Take me down
Burnout Paradise: it’s the racing game that every publisher, including EA with its countless Need for Speed iterations, has tried to emulate since 2008.
It’s such a simple thing, drop players into a rich sandbox and let them have at it — but so many teams have attempted to pack in useless map icons and missions so densely that subsequent projects started to devolve into a cookie-cutter open world formula.
Burnout Paradise Remastered brings us back to a simpler time, even if bringing out a widely available copy of the original would have accomplished that goal just fine.
Burnout Paradise Remastered (PC, PS4, Xbox One [reviewed with an Xbox One X])
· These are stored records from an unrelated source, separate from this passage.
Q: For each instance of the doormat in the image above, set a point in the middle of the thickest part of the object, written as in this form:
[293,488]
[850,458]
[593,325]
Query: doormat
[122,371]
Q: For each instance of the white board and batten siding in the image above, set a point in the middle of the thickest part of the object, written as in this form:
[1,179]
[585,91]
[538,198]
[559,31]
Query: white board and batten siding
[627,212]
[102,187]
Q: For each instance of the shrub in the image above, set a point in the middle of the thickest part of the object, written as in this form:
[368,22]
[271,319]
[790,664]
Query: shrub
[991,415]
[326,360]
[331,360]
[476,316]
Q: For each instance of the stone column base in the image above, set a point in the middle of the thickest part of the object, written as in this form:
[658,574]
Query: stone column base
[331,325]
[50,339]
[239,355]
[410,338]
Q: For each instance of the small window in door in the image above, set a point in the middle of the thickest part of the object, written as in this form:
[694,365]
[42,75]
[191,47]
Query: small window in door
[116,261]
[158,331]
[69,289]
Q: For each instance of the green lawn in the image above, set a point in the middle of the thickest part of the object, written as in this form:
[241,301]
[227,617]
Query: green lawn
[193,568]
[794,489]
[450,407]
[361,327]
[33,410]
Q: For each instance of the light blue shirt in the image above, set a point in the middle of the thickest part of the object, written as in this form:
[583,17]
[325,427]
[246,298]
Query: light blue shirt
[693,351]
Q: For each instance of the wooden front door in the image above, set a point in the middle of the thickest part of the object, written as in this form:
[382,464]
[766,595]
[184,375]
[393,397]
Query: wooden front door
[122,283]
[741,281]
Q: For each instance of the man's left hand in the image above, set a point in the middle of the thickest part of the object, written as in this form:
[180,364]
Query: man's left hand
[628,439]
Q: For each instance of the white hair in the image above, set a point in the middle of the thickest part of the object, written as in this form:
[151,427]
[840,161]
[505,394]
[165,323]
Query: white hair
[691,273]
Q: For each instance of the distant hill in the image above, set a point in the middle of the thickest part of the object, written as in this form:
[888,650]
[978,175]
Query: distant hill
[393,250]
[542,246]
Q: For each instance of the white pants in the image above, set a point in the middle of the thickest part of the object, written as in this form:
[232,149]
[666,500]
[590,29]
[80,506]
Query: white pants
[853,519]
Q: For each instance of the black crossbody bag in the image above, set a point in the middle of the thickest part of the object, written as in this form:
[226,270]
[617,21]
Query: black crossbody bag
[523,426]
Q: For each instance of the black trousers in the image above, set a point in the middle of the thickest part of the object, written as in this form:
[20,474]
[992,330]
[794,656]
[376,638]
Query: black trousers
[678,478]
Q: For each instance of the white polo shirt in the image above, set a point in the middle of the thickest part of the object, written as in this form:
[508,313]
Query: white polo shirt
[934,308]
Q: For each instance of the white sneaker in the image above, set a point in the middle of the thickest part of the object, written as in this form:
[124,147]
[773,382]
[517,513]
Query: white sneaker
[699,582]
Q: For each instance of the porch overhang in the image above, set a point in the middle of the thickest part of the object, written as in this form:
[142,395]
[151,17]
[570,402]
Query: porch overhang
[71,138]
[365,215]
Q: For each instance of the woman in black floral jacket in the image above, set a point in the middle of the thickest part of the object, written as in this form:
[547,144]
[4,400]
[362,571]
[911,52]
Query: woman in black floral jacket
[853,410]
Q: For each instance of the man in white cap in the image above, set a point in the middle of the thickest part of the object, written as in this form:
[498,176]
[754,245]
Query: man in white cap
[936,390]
Developer: Criterion Games, Stellar Entertainment
Publisher: Electronic Arts
Released: March 16, 2018
Burnout Paradise has a refreshing sense of freedom, even today. There’s no Fast & Furious family storyline, nor are there on-foot sections or stringent campaigns. You have one mission at the start — repair your car — and then you can do whatever you feel like. Looking for random collectibles (destroyables, really), enter races, or takedown unsuspecting ruffians, it’s your choice.
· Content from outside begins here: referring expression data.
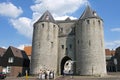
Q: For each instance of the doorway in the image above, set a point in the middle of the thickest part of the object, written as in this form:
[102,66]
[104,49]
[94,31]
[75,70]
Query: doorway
[64,61]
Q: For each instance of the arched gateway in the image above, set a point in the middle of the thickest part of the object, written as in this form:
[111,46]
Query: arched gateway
[66,65]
This sense of aimlessness has been a point of contention for roughly a decade. One could argue that rather than provide pinpoint precise map design Criterion instead aimed to craft an open world adventure first, and a racing game second. When you’re crushing everything in sight while listening to Alice in Chains it’s a rush. When all of those fun new jumps aren’t so new anymore, it can take a lot out of you.
I can get over that feeling of emptiness because of how much Paradise constantly exhumes style. Driving through a shop and repairing your car at full speed is really slick. It’s an arcade racer with a simulator feel: a controversial direction after so many fans had lovingly played “true” iterations like Revenge until their figurative tapes popped. It’s the age-old sports/racing argument, one that plagued Tony Hawk when the series moved from single micro-levels into macrocosmic maps from 4 on. What do I prefer? My answer is always the same: “it depends on the game.”
But this Remaster, despite its sleek framerate, feels old. That’s not necessarily a bad thing as I’m playing Atari and NES-era games week-to-week, but I have a lingering notion that EA and company could have done a little more here to clean up some of the game’s rough spots and further enhance gameplay-centric visuals like better draw distances and the like. For reference my tests were with the Xbox One X at 4K60FPS (a milestone the PS4 Pro can achieve), though regular Xbox and PS4 owners will have to settle for 1080p60.
For its faults and lack of polish, Remastered includes all of the previous DLCs, most notably the Burnout Bikes, Cops and Robbers, and Big Surf Island packs. The latter, my favorite of the bunch, is still accessible from the very start of the game and adds an entirely unique area into the mix. Plopping all the DLC upfront also augments the entire concept of player choice, almost like you’re continuing a familiar save file from 10 years back.
Burnout Paradise Remastered isn’t really worth grabbing if you already have the original. Hell, said original is even backward compatible on the Xbox One right now. Without any prior experience though I would absolutely give Paradise City a spin — even with its faults, it’s still one of the most memorable and mild open worlds in existence.
[This review is based on a retail version of the game provided by the publisher.]